Real signals other than pure sine waves have a frequency content outside the fundamental, in accord with the Fourier Transform, that extends indefinitely in an upward direction. There will always be aliasing in this situation. However, that harmful tendency is controlled by the fact that the instrument itself has limited bandwidth. So we see there is actually a palpable up-side to the otherwise toxic effects of capacitive and inductive reactance.
An effective method for preventing aliasing errors is to filter the original signal so as to attenuate high-frequency components prior to sampling. To the extent that the high-frequency portion of the analog signal is not diminished, there may be some low-level aliases, but their amplitudes will be much less than if the original signal had been left alone.
Memory Depth places an upper limit on the number of samples that can be stored in a digitizing oscilloscope. The sampling rate published in an oscilloscope’s specifications may not always be placed in memory if the memory lacks sufficient depth for a given application.
Two relationships are relevant in this discussion:
Sample Rate = Record Length/Time Duration
Time Duration = Record Length/Sample Rate
To optimize specific measurements in the context of differing circuit parameters, it is useful to change some of the oscilloscope settings. It’s customary to lower the bandwidth of the instrument when displaying a signal that is low in frequency relative to the bandwidth of the instrument and when there’s a lot of noise superimposed on the signal of interest. This has the effect of filtering out the unwanted high-frequency noise and preventing it from displaying.
To perform this filtering, first connect the signal to one of the analog channel inputs. Press Autoset to get a good display. Then, in the Tektronix MDO3104, press the relevant channel button, twice if necessary. At the center bottom is a menu item marked Bandwidth which should be labeled Full. Press the Softkey associated with Bandwidth and you will see to the right of the display that the bandwidth can be reduced from Full (1 GHz) to either 250 MHz or 20 MHz.
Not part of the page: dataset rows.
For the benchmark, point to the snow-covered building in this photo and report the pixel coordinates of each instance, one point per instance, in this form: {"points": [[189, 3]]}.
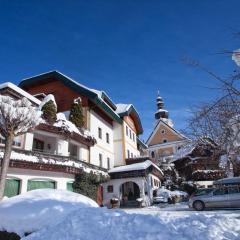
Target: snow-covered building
{"points": [[199, 162], [164, 140], [44, 157], [133, 183], [48, 157]]}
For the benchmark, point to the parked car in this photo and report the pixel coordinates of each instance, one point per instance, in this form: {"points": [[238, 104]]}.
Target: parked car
{"points": [[226, 194], [201, 191]]}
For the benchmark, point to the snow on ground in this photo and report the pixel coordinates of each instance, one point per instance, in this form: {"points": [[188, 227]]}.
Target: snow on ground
{"points": [[103, 224], [64, 215], [37, 209]]}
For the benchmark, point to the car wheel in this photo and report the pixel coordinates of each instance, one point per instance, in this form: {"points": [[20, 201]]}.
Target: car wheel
{"points": [[198, 205]]}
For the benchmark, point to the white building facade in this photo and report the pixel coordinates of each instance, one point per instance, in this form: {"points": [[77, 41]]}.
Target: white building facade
{"points": [[110, 139]]}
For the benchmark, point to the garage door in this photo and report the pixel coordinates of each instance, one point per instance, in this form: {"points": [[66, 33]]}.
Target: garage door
{"points": [[38, 184], [12, 187]]}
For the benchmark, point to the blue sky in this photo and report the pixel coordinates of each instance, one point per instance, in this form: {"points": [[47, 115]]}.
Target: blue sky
{"points": [[128, 48]]}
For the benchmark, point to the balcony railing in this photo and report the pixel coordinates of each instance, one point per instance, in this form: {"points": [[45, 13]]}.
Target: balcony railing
{"points": [[58, 159]]}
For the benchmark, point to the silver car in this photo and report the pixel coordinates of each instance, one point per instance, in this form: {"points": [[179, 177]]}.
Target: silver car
{"points": [[223, 196]]}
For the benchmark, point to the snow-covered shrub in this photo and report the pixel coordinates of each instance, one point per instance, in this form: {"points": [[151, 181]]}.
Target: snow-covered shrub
{"points": [[76, 113], [49, 110], [17, 117]]}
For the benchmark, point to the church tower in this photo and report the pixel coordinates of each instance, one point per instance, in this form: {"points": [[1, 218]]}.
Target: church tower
{"points": [[161, 112]]}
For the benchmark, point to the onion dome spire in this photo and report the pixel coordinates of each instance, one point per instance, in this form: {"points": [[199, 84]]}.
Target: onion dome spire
{"points": [[161, 112]]}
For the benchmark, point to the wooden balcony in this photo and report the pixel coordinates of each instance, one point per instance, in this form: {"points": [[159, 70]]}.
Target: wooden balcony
{"points": [[49, 162]]}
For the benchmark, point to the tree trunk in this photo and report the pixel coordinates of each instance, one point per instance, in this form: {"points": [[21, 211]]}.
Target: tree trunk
{"points": [[5, 163]]}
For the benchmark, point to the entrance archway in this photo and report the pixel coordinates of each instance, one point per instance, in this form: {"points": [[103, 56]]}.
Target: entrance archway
{"points": [[130, 192]]}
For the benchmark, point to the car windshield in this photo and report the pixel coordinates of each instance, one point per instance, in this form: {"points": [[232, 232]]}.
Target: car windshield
{"points": [[203, 191]]}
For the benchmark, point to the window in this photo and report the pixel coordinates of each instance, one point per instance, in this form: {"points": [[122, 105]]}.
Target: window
{"points": [[110, 188], [220, 191], [107, 137], [100, 159], [233, 189], [128, 153], [100, 133], [108, 163], [17, 141], [2, 140]]}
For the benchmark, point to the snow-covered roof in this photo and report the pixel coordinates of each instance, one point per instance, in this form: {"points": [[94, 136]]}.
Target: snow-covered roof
{"points": [[183, 152], [121, 108], [20, 91], [135, 166], [167, 123], [99, 97], [48, 98]]}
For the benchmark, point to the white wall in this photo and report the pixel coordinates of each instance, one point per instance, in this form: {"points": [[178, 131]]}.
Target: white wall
{"points": [[28, 141], [144, 184], [102, 147], [24, 175], [118, 145], [129, 143]]}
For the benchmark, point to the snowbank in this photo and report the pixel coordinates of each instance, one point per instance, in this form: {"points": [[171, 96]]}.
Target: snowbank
{"points": [[40, 208], [102, 224], [162, 192]]}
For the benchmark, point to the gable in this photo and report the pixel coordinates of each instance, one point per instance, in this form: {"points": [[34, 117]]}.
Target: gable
{"points": [[72, 88], [130, 123], [64, 96], [161, 132]]}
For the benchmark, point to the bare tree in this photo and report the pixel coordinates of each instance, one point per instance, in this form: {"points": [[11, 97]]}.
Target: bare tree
{"points": [[16, 118], [220, 119]]}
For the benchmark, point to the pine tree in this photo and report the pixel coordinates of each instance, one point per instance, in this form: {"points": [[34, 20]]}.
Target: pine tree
{"points": [[87, 184], [76, 113], [49, 112]]}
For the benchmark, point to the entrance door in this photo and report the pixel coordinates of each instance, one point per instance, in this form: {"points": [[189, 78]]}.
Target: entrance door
{"points": [[12, 187]]}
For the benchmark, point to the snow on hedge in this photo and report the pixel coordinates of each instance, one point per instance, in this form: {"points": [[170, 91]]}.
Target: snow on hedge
{"points": [[68, 163], [40, 208], [103, 224]]}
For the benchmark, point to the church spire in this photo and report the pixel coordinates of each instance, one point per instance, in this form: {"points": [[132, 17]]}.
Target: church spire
{"points": [[161, 112]]}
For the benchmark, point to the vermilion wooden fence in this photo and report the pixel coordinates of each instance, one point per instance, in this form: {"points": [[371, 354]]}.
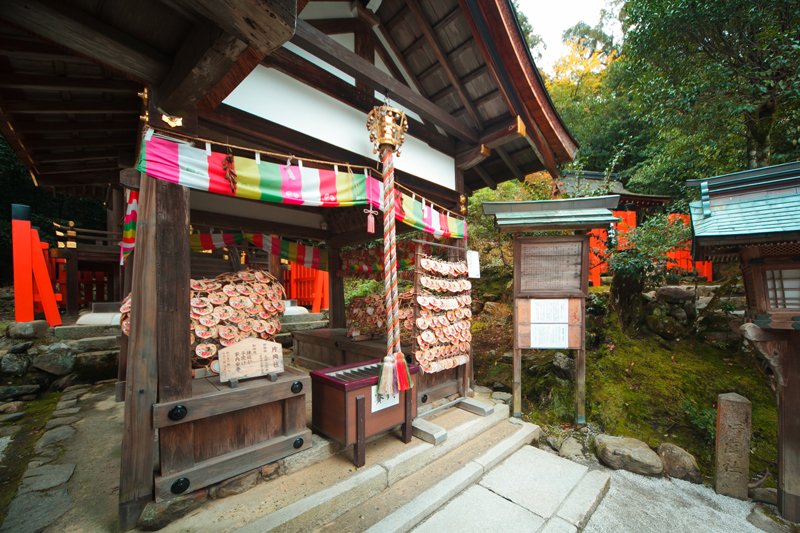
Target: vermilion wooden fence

Determine if one of these bandwidth levels eliminates the noise. If not, it may be possible to insert an external capacitor in parallel with the signal and/or an external inductor in series with the signal to eliminate the noise without wiping out the signal. It may be necessary to press Autoset for each setup. Don’t neglect to revert to full bandwidth before going on to other measurements. This may be done by pressing Default Setup.
Another scope specification that users can adjust is Record Length. To do this, after pressing Default Setup and Menu Off just to clear the table, press Acquire. The menu choices appear across the bottom, under the display. The second from the left is Record Length. Pressing the associated Softkey, we see there are six alternate values. They are all expressed in number-of-points rather than units-of-time. The maximum record length as noted in the oscilloscope specifications for the Tektronix MDO3104 is 10M. The other values, which may be selected by turning Multipurpose Knob a, are 5M, 1M, 100K, 10K and 1,000.
So why would the user want to select any but the maximum record length setting? The answer lies in the fact that there is no direct way to adjust the sample rate in the MDO3104 oscilloscope. The sample rate is determined solely by the ratio of the record length and the length of the horizontal scale. For this reason, the various record length options let the user adjust the sample rate indirectly.
A higher record length gives a better representation of the signal. Between representation and resolution, there is a choice to be made. Maximum record length does not always equate to the highest sample rate. It takes a faster sample rate to capture some signals. However, when there are not enough samples, the accuracy of the measurement could degrade. Always, to avoid aliasing, the Nyquist ratio must be observed.